He should have been happy. He wasn't.
While MI6 was busy hunting down and eradicating the last of SCORPIA's cockroaches, Alex was back in school and taking his GSCEs, getting good marks in every subject, excelling at football and shaping up to be captain of the team next year. He even had a sort-of girlfriend, Erin Andrews, who played on the girls' football team and whom Alex sometimes studied with. She was a nice girl, average-pretty and fun to be around. Entirely too happy and outgoing, though. Alex was talking to her less and less these days.
He should have been happy. He had every right to be. He'd saved the world, saved millions of lives, and Ian's well-stocked bank accounts afforded Alex and Jack a very nice life at their home on Cheyne Walk. They didn't want for anything.
Well, Jack didn't. Alex, on the other hand, wanted. He wanted to be able to sleep at night.

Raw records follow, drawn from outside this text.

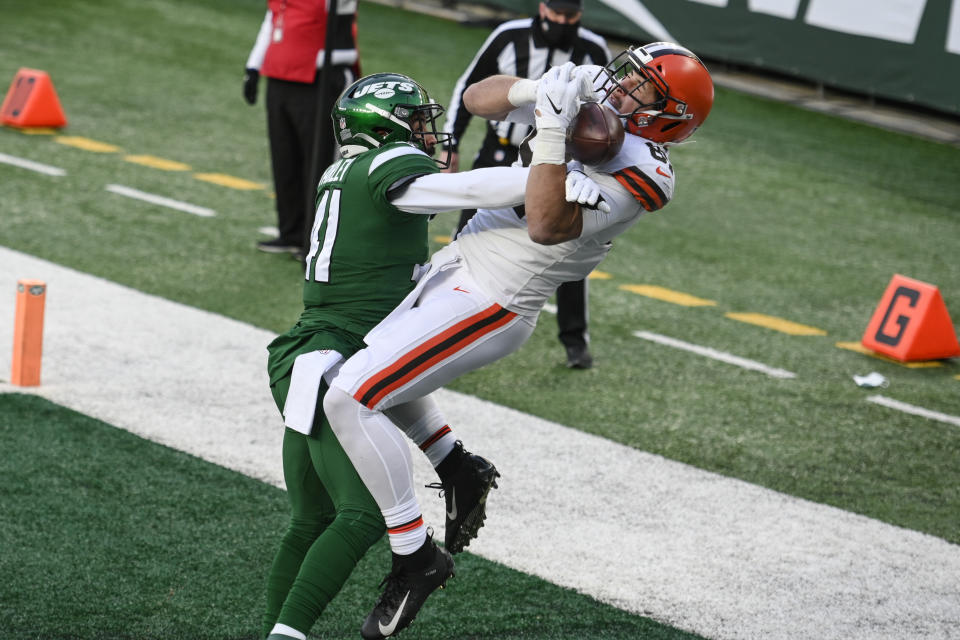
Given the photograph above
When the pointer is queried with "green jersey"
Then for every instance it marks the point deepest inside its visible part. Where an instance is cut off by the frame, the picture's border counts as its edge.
(363, 253)
(363, 250)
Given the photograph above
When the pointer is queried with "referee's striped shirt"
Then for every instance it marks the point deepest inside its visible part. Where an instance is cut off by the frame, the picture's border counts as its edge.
(517, 48)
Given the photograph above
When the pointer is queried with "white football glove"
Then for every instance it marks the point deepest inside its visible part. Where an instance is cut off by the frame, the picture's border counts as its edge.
(582, 189)
(558, 98)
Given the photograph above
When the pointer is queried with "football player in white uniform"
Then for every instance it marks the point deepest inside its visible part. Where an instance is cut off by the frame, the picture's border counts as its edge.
(482, 295)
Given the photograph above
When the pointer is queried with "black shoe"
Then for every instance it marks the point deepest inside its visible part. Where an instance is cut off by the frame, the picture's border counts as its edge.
(277, 246)
(465, 492)
(405, 593)
(578, 357)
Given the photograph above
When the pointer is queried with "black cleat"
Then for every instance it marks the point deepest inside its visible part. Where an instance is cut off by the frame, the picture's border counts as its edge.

He wanted to be able to go about his day and not think of MI6. He wanted to stop waiting for That Story to appear on the evening news, to stop worrying about bombs being planted in airplanes, drug cartels roaming the globe, women and children in third-world countries being sold into prostitution, nuclear weapons passing from madman to madman . . . He had a laundry list of worldly concerns, and no way of knowing if SIS were getting the job done right.

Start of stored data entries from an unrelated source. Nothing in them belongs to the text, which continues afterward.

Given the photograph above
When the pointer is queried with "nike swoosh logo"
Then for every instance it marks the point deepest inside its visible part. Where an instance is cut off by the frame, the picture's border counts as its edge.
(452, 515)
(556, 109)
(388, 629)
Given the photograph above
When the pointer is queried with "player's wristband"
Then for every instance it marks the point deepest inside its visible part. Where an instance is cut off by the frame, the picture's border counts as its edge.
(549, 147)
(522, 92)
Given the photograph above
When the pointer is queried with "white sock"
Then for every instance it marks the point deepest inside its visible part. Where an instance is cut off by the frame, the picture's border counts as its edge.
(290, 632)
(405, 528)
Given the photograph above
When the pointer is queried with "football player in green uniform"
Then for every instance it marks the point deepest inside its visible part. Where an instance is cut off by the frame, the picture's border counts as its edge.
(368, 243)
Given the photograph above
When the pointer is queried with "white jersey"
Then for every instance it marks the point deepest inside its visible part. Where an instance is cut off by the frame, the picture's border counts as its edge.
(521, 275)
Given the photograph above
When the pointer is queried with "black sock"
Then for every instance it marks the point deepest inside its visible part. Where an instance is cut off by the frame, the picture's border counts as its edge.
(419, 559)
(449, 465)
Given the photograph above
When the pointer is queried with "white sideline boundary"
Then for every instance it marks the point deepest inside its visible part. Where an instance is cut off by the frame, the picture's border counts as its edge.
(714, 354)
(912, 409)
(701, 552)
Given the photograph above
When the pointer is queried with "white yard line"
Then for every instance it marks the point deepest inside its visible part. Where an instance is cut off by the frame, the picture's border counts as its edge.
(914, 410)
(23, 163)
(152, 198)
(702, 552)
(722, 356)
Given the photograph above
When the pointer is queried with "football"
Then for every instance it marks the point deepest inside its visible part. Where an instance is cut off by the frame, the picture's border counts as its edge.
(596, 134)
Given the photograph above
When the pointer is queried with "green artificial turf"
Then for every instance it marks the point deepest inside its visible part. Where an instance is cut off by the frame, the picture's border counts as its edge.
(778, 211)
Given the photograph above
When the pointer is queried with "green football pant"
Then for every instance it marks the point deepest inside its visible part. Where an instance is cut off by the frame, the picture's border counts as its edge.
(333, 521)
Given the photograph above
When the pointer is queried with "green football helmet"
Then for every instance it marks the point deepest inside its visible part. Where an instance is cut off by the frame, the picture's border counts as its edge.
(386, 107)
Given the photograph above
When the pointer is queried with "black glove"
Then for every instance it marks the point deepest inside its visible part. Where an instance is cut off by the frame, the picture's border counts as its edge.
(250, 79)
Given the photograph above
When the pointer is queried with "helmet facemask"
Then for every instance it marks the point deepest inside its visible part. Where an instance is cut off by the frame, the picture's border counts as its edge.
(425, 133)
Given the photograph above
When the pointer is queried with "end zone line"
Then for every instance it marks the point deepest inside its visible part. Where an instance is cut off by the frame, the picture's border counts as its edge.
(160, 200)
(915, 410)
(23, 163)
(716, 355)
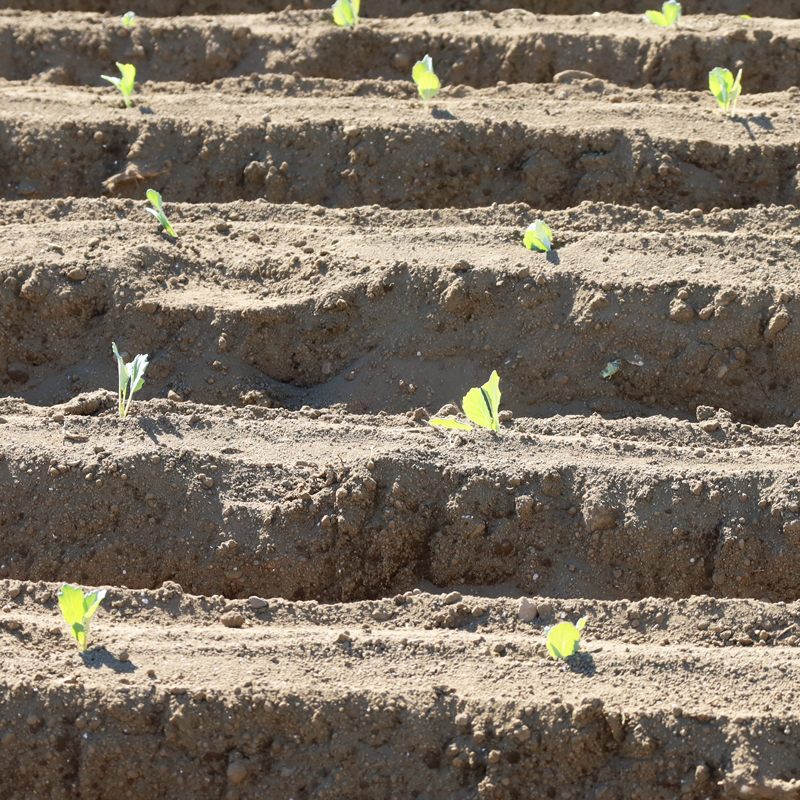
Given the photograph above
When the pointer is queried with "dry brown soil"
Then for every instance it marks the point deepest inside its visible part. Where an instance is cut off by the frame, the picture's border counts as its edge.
(311, 592)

Sometimes he rode out to Liverpool Street to stare at the Royal & General, squatting there like a brick toad, behaved and proper and by all appearances just an innocent building, knowing that within those walls were high-tech computers and technicians and engineers and agents, a whole different world. A world of adventure and danger and justice in its sweetest form. And despite two years of sheer, perfect hell at the hands of MI6, despite being robbed of his innocence and naivety, Alex wanted back in the game. He belonged with them. This is what he was meant to be, what he was meant to do. All this school and football and girlfriends—it didn't feel like him. It all felt fake, like he was living someone else's life. He wanted to live his own life, doing what he does best.
So Alex decided that when he turned sixteen, four months from now, he was going to walk into the Royal & General and beg Alan Blunt to let him rejoin MI6.